Common Failure Cases

Ice cream cone suite accumulated because E2E tests were the easiest to add Why: early in a project, Playwright tests are written for every feature because they give visible proof of working software, while unit tests are treated as optional; by the time the problem is noticed the E2E suite takes 45 minutes. Detect: E2E test count exceeds unit test count, or the E2E suite runtime is more than 3x the unit + integration runtime combined. Fix: add an E2E-to-unit test ratio check to the CI pipeline; for each new E2E test merged without a corresponding unit test, flag it in the PR template and require justification.
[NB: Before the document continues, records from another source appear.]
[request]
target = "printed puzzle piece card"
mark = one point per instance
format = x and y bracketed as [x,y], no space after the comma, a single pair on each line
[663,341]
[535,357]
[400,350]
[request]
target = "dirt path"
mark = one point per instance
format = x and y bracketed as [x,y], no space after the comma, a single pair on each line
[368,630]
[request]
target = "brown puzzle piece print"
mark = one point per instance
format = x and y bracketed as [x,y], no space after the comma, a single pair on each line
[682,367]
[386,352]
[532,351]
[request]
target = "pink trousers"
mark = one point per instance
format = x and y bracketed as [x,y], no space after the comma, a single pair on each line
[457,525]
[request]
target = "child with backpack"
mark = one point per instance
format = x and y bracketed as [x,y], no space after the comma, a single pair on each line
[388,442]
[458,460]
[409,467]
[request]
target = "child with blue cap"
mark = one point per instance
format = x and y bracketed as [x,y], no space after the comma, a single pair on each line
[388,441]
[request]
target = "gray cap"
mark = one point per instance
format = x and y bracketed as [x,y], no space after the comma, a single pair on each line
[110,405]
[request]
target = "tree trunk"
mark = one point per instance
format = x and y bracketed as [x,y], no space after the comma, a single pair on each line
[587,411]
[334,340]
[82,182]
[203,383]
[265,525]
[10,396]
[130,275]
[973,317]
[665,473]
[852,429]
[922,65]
Coverage target passed by testing trivial code while complex business logic has no tests Why: --cov-fail-under=80 is met because getters, properties, and simple utility functions are well-covered, but the order-processing or pricing logic that does the real work is at 20%. Detect: run pytest --cov=src --cov-report=term-missing and sort by coverage; modules with high cyclomatic complexity (use radon cc src/) but low coverage are the risk. Fix: supplement line coverage thresholds with a critical-module coverage requirement: identify the 5 highest-complexity modules and enforce 90%+ branch coverage on them specifically in CI.

Mutation testing reveals the test suite passes despite zero meaningful assertions Why: tests call functions and check that no exception is raised but never assert the return value or state change, achieving line coverage without catching any real bugs. Detect: run mutmut run on a module and find that the mutation score is below 30% — most mutations survive because tests don't verify outputs. Fix: require assertion-per-test-case as a code review checklist item; use mutmut or cosmic-ray in CI for the most critical modules, failing the build if the mutation score drops below a threshold.
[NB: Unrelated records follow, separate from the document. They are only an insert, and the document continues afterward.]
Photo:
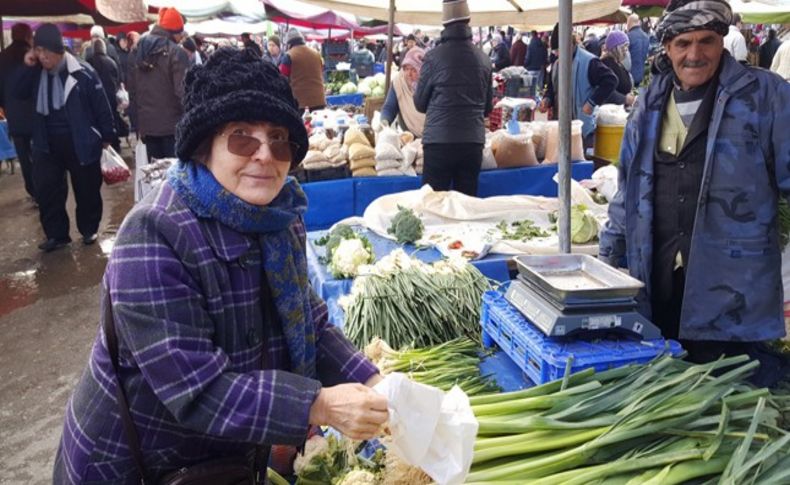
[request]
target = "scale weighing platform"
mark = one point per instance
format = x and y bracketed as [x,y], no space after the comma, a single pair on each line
[568,293]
Staging environment diverges from production, making the integration test tier unreliable Why: staging uses a different database version, a scaled-down Redis with different eviction policy, or a mocked third-party that doesn't match the real API's rate limits and response shapes. Detect: bugs are regularly found in production that cannot be reproduced in staging, and the root cause traces back to an environment difference. Fix: enforce environment parity via Infrastructure as Code (the same Terraform module parameterised for scale); run quarterly parity checks comparing all service versions and config values between staging and production.

Connections

Open Questions

  • What testing scenarios does this technique systematically miss?
  • How does this approach need to change when delivery cadence moves to continuous deployment?